Daron Acemoğlu: Türkiye her zaman krize açık
Acemoğlu, "Türkiye ekonomisinin yüzde 4'lük büyümesinin ne kadar devamlılığı olacağından emin değilim. Belirsizlik çok yüksek" dedi
Capital dergisi tarafından düzenlenen CEO Club toplantısına katılan Massachusetts Teknoloji Enstitüsü (MIT) Ekonomi Profesörü Daron Acemoğlu 2016'yı etkileyecek küresel ekonomik trendlere değindi.
Türkiye ekonomisi ve küresel gelişmeler hakkında görüşlerini bildiren Acemoğlu, "Türkiye ekonomisinin yüzde 4'lük büyümesinin ne kadar devamlılığı olacağından emin değilim. Belirsizlik çok yüksek... Türkiye'de büyümenin niteliği değiştiği için devamlılığı zor. Bu nedenle Türkiye her zaman krize açık... Türkiye'de kredilerdeki büyüme giderek çok sağlıksız hale geliyor." ifadelerini kullandı.
Türkiye'deki iş ortamına da değinen Acemoğlu, "İş insanları ne kadar devletten uzak olursa o kadar iyi. Türkiye'de iş adamı olmak çok tehlikeli. Sürekli politikacılara iç içesiniz." dedi.

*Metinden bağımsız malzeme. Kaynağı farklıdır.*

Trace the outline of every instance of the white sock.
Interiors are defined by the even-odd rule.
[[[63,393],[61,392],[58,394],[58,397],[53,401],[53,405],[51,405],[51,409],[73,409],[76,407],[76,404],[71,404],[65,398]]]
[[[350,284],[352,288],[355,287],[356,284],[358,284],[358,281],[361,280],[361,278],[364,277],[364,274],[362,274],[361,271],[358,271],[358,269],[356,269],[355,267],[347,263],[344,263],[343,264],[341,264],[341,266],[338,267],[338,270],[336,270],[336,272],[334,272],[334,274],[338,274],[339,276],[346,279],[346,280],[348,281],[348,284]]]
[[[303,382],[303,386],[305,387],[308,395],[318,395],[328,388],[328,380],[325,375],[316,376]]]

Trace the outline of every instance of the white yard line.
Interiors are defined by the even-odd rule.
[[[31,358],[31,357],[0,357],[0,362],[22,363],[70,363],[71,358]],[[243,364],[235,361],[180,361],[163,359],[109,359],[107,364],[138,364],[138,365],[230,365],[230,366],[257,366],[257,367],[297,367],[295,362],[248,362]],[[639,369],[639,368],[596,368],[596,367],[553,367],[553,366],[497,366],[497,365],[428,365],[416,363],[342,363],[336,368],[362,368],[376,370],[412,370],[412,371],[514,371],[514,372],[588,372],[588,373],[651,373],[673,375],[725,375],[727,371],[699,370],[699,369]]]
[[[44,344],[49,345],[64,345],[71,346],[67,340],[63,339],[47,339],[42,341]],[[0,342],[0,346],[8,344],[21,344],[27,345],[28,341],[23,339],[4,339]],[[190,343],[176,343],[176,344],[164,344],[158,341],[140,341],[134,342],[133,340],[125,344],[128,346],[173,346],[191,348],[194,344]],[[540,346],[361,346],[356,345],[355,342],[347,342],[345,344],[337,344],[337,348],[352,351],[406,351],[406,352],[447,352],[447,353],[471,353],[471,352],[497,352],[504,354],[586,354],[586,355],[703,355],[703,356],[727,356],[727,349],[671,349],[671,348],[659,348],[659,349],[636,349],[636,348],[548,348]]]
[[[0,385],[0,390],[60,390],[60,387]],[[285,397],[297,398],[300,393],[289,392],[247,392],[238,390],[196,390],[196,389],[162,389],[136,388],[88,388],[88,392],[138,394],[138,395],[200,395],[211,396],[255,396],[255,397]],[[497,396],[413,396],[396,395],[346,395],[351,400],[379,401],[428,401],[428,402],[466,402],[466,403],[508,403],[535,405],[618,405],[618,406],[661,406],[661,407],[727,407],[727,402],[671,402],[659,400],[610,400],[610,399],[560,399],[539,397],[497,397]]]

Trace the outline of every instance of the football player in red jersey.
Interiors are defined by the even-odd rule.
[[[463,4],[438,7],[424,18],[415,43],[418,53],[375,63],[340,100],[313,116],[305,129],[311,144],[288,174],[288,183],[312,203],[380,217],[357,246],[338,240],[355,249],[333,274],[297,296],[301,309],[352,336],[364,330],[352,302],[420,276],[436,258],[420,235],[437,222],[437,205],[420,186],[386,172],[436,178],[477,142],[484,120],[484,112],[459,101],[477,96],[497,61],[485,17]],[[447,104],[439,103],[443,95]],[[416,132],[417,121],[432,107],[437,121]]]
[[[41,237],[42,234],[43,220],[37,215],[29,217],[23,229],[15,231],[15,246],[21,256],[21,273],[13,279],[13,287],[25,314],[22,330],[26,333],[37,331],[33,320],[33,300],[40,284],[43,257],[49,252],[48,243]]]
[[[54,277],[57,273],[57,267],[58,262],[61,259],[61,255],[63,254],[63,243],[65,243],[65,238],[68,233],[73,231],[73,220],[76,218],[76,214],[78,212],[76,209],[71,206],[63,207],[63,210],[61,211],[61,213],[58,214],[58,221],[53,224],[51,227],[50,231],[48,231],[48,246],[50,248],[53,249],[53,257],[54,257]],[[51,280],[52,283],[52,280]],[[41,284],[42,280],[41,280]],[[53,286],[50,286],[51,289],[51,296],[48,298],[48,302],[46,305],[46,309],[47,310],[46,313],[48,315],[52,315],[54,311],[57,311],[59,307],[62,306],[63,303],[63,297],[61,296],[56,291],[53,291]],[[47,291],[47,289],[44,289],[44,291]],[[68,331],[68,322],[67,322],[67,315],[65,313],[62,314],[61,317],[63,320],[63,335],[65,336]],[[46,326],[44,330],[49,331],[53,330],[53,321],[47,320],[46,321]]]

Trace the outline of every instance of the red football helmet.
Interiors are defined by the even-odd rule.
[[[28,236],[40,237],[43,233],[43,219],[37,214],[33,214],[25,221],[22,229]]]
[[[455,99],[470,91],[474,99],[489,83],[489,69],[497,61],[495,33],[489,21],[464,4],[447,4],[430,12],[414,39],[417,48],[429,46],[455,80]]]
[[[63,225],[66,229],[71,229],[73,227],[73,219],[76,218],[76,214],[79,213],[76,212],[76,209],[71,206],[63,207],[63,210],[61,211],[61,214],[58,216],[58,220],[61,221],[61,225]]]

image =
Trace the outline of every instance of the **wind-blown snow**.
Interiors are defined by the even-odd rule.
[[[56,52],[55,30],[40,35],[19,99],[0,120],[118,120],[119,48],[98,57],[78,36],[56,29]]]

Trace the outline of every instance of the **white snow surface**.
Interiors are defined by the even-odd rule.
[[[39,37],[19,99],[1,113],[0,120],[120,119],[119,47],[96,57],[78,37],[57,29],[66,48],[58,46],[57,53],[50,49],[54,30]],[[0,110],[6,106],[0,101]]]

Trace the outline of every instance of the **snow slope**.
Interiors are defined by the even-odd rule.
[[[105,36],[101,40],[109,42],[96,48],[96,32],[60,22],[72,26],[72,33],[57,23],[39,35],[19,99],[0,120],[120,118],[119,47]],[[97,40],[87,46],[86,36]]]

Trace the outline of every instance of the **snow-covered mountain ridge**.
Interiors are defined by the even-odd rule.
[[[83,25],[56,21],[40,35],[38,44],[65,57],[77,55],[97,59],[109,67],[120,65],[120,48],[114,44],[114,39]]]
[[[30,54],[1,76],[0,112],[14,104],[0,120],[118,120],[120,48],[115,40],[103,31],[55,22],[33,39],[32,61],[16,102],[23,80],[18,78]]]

Acemoğlu, Türkiye'nin bazı temel konularda Güney Kore'yi örnek alabileceğini belirterek, Türkiye'de kalkınma için yapılması gerekenlere değindi. Acemoğlu, "Türkiye'nin geleceği sivil toplumdan geçiyor. Politik dünyaya katkıda bulunan toplum olmamız lazım... Eğitim sistemi beyin yıkaması haline geliyor... ABD'deki en yaratıcı şirketlerin CEO'lari 30-40 yaşında. Üretkenliği en çok artıran şirketlerde gençler var. " dedi.
Acemoğlu konuşmasında küresel gelişmelere ilişkin olarak "Amerika ekonomisi şu anda en sağlıklı büyüyen ekonomi. Avrupa hala krizin içinde. Gelecek yıl, Avrupa'da büyük çalkantılar yaşanabilir. Çin ekonomisi tıkandı.Türkiye gibi gelişmekte olan ülkelerin Çin'e model olarak bakması yanlış. Güney Kore en çok şey öğrenebileceğimiz ülkeleren biri. Güney Kore'yi örnek alabiliriz." dedi.

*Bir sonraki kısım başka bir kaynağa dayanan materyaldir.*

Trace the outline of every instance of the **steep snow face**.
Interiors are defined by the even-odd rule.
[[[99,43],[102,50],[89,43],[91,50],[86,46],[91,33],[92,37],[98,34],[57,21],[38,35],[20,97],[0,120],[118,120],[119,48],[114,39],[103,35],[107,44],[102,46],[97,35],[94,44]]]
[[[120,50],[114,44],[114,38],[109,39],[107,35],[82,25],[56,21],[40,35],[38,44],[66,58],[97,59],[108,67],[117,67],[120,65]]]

Ekonomik büyümeyi anlamak için ekonomik kurumlara bakılması gerektiğini savunan Acemoğlu, "Büyümede temel etken kalıcı kurumlardır; coğrafya, kültür ve liderlik değildir." dedi.

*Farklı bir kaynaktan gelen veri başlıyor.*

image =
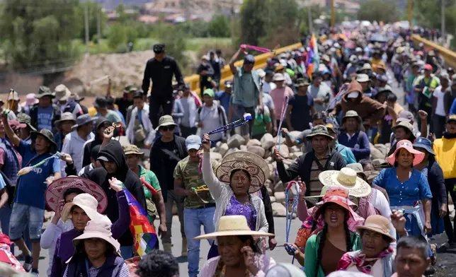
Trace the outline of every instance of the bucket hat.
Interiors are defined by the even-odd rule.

Acemoğlu, "Barış yerine dünyanın her tarafında karmaşa var... Avrupa hala krizin eşiğinde... Avrupa ve ABD'deki kriz sömürücü ve kapsayıcı sistemlerin bir araya gelmesinden kaynaklanıyor. Sömürücü kurumların bazı insanların karına çalıştıkları ortaya çıkıyor. Ekonomik ve siyasi elitler sömürücü kurumların ortaya çıkmasında etkili. Kapsayıcı kurumları olan ülkeler fırsatları ve teşvikleri bir arada bulundurarak büyürler. Ülkelerdeki ikili sistemlere bakmalıyız. Bir yandan Harvard'lı yöneticiler diğer tarafta büyük kitlelerin yoksulluğu var." dedi.